Scribner, 448 pages, ISBN-13: 978-1476730387

I owe Michael Jackson an apology. I thought that he was guilty of molesting all of those boys way back when but, after having read Steve Knopper’s MJ: The Genius of Michael Jackson, I have flip-flopped and decided that those boys (or, more likely, the parents of those boys) saw an opportunity to make a shit-ton of money off of a flawed and vulnerable boy-man and ran with it. This is not to say that Jackson was blameless in his own persecution – inviting a score of underage boys over for “sleepovers” is not a regular activity for a well-adjusted and normal man – but he was not the twisted pedophile that opposition lawyers and the hostile press made him out to be. So, then…ahem…Sorry, Mike.

Despite Jackson’s tremendous worldwide success, his final years were painful and, ultimately it seems, lonely. As Knopper reveals, the singer never fully recovered from a 1984 accident that burned his scalp while he was filming a Pepsi commercial, and the constant skin bleaching and reconstructive surgeries turned his charismatic physical features ghostly. While much of Jackson’s life will always be a mystery – Just how could his voice sound almost adult just before puberty? What drove his self-destructive compulsions? What was it with all of those boys anyway? – Knopper’s book, perhaps, comes as close to some possible answers as we are likely to get, short of an undiscovered autobiography from the man.

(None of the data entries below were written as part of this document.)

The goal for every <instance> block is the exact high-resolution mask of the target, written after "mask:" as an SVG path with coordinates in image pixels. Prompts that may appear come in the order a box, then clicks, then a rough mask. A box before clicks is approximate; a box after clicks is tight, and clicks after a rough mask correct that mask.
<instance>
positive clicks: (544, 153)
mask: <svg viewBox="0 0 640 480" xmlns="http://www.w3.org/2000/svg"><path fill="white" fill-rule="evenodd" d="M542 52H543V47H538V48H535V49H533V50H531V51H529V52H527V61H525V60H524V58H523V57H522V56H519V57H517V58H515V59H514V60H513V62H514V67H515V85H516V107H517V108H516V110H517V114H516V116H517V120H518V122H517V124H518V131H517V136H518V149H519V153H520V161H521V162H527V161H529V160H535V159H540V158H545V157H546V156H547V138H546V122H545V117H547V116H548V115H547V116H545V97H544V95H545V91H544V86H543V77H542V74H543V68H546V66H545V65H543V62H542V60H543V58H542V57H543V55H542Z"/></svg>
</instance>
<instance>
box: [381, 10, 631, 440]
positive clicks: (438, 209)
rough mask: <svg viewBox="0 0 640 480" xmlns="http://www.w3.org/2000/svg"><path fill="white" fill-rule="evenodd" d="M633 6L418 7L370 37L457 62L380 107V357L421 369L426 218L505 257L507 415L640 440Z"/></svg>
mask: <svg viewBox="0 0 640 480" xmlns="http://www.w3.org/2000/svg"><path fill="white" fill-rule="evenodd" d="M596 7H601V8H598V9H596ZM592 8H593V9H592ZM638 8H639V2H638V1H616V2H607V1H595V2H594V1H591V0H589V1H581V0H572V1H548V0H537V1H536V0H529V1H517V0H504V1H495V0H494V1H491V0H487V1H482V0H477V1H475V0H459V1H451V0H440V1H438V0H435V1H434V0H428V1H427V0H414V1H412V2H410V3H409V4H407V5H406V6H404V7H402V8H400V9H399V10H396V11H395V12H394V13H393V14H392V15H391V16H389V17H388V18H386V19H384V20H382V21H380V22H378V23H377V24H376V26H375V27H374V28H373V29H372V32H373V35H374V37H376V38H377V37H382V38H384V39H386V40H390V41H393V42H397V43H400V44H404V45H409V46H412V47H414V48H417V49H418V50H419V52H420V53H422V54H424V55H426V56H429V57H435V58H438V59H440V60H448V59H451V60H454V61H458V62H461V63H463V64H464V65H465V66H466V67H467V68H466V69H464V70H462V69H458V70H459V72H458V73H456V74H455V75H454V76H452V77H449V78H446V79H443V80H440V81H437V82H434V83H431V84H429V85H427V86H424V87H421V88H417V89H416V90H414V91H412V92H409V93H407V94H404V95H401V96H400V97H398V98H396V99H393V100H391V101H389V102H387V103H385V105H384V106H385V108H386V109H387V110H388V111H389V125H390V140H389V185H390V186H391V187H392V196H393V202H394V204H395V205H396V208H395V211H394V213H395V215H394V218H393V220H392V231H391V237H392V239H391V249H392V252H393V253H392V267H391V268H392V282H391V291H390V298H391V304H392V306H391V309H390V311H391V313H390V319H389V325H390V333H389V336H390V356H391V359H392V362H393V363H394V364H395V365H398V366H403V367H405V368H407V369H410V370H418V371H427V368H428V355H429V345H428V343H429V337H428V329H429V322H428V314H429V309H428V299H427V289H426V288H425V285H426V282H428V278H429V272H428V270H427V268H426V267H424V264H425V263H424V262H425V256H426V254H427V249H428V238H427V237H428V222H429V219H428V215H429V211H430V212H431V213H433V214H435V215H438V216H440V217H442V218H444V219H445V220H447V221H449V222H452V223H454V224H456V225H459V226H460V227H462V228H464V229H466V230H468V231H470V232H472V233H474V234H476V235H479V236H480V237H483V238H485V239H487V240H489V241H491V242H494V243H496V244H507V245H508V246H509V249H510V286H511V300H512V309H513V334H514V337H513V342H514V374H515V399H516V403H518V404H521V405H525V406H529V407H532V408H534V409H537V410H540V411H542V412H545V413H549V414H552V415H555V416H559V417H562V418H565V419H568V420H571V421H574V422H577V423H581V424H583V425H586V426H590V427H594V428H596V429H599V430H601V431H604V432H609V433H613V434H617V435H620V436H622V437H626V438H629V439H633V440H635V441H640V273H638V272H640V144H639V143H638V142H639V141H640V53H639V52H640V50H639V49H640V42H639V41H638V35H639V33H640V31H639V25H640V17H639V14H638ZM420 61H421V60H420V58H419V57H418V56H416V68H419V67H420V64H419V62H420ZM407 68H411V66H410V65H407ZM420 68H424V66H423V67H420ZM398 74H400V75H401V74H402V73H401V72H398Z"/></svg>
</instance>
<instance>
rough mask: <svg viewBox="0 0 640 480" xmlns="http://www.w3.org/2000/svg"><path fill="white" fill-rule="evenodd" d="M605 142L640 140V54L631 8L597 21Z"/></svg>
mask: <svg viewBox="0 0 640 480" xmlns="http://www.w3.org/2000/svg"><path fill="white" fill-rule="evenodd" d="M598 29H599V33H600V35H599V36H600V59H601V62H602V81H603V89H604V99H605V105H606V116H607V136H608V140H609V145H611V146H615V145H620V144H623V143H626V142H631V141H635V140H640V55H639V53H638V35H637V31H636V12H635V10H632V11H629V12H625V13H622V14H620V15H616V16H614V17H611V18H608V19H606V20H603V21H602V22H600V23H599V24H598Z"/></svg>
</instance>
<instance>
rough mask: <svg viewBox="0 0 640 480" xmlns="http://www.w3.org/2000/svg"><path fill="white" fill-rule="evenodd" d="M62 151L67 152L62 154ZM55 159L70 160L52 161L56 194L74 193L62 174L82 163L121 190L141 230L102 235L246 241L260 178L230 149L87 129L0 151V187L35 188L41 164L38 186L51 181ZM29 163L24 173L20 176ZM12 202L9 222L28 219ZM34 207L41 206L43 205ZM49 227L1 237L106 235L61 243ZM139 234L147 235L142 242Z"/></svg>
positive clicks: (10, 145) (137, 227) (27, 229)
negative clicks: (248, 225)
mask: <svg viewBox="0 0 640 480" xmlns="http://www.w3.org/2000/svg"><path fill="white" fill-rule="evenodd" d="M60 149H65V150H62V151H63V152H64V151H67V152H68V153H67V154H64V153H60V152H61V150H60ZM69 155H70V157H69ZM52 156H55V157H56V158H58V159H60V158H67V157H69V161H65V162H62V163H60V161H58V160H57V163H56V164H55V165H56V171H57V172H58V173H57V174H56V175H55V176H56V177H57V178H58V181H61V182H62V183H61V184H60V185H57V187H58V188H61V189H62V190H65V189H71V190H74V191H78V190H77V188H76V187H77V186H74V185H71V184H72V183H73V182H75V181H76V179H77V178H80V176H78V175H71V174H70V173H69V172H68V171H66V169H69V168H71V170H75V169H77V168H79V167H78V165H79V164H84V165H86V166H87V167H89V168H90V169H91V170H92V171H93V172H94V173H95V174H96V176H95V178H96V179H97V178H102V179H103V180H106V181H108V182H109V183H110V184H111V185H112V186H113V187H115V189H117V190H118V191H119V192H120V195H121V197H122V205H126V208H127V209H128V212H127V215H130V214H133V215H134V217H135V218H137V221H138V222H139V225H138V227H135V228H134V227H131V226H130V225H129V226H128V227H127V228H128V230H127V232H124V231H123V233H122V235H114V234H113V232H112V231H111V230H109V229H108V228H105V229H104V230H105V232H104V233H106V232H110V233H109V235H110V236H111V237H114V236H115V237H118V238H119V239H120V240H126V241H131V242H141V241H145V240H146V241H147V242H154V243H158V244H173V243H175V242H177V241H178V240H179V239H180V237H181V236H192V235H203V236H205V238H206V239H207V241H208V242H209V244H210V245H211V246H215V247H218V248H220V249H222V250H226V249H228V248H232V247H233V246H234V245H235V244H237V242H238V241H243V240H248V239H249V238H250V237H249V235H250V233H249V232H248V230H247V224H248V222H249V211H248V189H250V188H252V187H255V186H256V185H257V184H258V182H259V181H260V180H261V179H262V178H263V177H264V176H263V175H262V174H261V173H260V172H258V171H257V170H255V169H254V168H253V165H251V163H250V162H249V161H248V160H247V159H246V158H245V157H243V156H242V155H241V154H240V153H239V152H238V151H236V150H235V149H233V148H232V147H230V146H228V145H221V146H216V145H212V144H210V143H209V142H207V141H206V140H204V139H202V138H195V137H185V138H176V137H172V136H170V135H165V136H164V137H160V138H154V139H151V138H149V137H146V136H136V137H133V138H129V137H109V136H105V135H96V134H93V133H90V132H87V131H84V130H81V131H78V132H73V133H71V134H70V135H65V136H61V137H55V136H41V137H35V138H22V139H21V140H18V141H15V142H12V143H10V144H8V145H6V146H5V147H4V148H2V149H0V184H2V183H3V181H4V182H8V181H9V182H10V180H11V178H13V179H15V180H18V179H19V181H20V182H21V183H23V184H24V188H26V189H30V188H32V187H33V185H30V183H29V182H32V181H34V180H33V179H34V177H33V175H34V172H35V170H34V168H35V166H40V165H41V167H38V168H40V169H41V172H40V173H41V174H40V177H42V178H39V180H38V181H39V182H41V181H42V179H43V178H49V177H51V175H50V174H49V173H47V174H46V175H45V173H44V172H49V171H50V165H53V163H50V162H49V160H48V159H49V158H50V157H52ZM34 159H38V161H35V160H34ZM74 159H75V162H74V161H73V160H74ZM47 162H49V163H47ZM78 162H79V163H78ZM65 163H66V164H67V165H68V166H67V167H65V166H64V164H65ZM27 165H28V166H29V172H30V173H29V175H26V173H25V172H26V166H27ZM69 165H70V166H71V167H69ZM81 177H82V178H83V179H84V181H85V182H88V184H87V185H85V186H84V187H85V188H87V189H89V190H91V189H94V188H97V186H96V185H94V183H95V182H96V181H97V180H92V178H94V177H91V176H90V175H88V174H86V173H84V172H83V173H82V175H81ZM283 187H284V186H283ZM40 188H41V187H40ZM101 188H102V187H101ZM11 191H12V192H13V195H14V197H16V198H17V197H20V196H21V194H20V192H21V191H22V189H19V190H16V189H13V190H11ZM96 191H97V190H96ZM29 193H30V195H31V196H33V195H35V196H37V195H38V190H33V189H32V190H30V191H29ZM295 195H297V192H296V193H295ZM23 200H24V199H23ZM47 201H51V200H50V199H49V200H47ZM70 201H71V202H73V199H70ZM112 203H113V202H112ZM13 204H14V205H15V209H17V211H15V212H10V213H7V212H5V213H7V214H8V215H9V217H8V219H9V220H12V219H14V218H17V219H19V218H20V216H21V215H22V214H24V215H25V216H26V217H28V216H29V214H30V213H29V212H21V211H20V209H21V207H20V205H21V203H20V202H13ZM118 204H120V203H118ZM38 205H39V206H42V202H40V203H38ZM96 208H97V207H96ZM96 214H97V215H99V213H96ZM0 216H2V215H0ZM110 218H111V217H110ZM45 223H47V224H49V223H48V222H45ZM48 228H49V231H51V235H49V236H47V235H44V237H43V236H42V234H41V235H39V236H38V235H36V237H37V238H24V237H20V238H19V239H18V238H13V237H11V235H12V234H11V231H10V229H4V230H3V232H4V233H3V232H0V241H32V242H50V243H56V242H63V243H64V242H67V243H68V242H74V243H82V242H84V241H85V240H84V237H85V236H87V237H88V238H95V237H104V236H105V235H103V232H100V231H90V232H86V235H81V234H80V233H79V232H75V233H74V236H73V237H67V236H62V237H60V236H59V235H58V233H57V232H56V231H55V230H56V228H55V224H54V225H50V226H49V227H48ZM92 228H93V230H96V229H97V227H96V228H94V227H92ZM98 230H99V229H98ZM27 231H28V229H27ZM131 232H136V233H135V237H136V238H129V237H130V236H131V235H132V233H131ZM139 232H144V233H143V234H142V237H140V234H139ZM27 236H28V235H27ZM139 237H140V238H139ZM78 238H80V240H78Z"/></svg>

Beginning in Jackson’s hometown of Gary, Indiana, in the tiny house he shared with his parents and eight siblings, Knopper adds a broader view of this distressed city. Gambling, prostitution and political opportunism coexisted along with the numerous blues clubs and lounges where a determined Joe Jackson brought his young sons to sing. Bigger stages and initial recording dates in Chicago followed, and while it’s widely known that Joe Jackson’s resolve degenerated into abuse, Knopper emphasizes a few images that say more than overloaded details (whenever the boys became “too wiggly”, the producers would point to a sign in the studio that read “Call Papa Joe”; they never even had to pick up the phone).

MJ stands above a crowded field. In 2010, a year after Jackson’s death, the “Journal of Pan African Studies” published a list of academic articles about him; musicologists, sociologists and law professors all drew on his life and work for their own discourses. But Knopper, who also writes for the Chicago Tribune, distills hundreds of original interviews to illuminate Jackson’s complexities. He also offers new understandings of his diligent creative process. Digging into Jackson’s hugely influential records, kinetic stage persona and occasionally brilliant investments, Knopper ties all of these elements together for this lively and definitive biography of a cultural phenomenon who was, at heart, nothing more than a lonely little boy.